Wen Peng -qiang, Wang Guo-bing, Liu Xiao-hong, Chen Zhan-ling, Shang Yue, Cui Dong, Song Ping, Yuan Quan, Chen Shu-li, Liao Jian-xiang, Li Cheng-rong
Shenzhen Institute of Pediatrics, Shenzhen Children's Hospital, Shenzhen, Guangdong 518026, PR China.
Zhonghua Yi Xue Yi Chuan Xue Za Zhi. 2012 Dec;29(6):642-7. doi: 10.3760/cma.j.issn.1003-9406.2012.06.004.
To review clinical features of four male patients with glutaric academia type I and screen glutaryl-CoA dehydrogenase (GCDH) gene mutations.
The 4 patients underwent brain computer tomography (CT) and magnetic resonance imaging (MRI) analyses. Blood acylcarnitine and urine organic acid were analyzed with tandem mass spectrometry and gas chromatographic mass spectrometry. Genomic DNA was extracted from peripheral blood samples. The 11 exons and flanking sequences of GCDH gene were amplified with PCR and subjected to direct DNA sequencing.
All patients have manifested macrocephaly, with head circumference measured 50 cm (14 months), 47 cm (9 months), 46 cm (5 months) and 51 cm (14 months), respectively. Imaging analyses also revealed dilation of Sylvian fissure and lateral ventricles, frontotemporal atrophy, subarachnoid space enlargement and cerebellar vermis abnormalities. All patients had elevated glutarylcarnitine (5.8 umol/L, 7.5 umol/L, 8.3 umol/L and 7.9 umol/L, respectively) and high urinary excretion of glutaric acid. Seven mutations were identified among the patients, among which c.146_149del4, IVS6-4_Ex7+4del8, c.508A>G (p.K170E), c.797T>C (p.M266T) and c.420del10 were first discovered.

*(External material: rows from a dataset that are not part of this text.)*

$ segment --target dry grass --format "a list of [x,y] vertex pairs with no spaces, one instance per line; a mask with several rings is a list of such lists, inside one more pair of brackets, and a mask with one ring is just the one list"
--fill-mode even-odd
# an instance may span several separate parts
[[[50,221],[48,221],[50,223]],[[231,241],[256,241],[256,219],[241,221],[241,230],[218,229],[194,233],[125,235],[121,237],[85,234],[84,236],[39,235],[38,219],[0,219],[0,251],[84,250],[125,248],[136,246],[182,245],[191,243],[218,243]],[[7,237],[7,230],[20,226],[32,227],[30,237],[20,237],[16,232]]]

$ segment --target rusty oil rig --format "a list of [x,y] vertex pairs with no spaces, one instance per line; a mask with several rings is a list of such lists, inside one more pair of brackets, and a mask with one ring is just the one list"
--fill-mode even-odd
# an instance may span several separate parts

Macrocephaly and neurological impairment are the most prominent features of glutaric academia type I. Blood tandem mass spectrometry and urine gas chromatographic mass spectrometry analysis can facilitate the diagnosis. The results can be confirmed by analysis of GCDH gene mutations.

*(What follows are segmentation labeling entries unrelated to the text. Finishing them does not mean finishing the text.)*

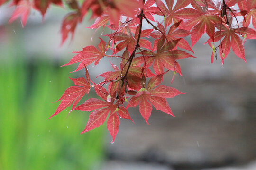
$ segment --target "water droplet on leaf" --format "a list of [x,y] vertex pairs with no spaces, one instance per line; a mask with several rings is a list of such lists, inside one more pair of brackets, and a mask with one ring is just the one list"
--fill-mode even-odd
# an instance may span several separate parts
[[70,25],[67,25],[66,26],[66,29],[68,30],[70,30],[70,28],[71,28],[71,26],[70,26]]
[[110,102],[111,99],[111,96],[110,95],[108,95],[108,97],[107,97],[107,102]]

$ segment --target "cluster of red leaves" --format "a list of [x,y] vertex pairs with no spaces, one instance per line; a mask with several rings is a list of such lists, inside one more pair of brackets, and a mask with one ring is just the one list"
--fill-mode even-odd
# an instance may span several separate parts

回顾4例I型戊二酸血症男性患者的临床特征并筛查戊二酰辅酶A脱氢酶(GCDH)基因突变。
4例患者接受了脑部计算机断层扫描(CT)和磁共振成像(MRI)分析。采用串联质谱法和气相色谱 - 质谱法分析血酰基肉碱和尿有机酸。从外周血样本中提取基因组DNA。用聚合酶链反应(PCR)扩增GCDH基因的11个外显子及其侧翼序列,并进行直接DNA测序。
所有患者均表现为巨头畸形,头围分别为50 cm(14个月)、47 cm(9个月)、46 cm(5个月)和51 cm(14个月)。影像学分析还显示大脑外侧裂和侧脑室扩张、额颞叶萎缩、蛛网膜下腔增宽以及小脑蚓部异常。所有患者的戊二酰肉碱均升高(分别为5.8 μmol/L、7.5 μmol/L、8.3 μmol/L和7.9 μmol/L),尿中戊二酸排泄量高。在患者中鉴定出7种突变,其中c.146_149del4、IVS6 - 4_Ex7 + 4del8、c.508A>G(p.K170E)、c.797T>C(p.M266T)和c.420del10为首次发现。
巨头畸形和神经功能障碍是I型戊二酸血症最突出的特征。血串联质谱分析和尿气相色谱 - 质谱分析有助于诊断。GCDH基因突变分析可证实结果。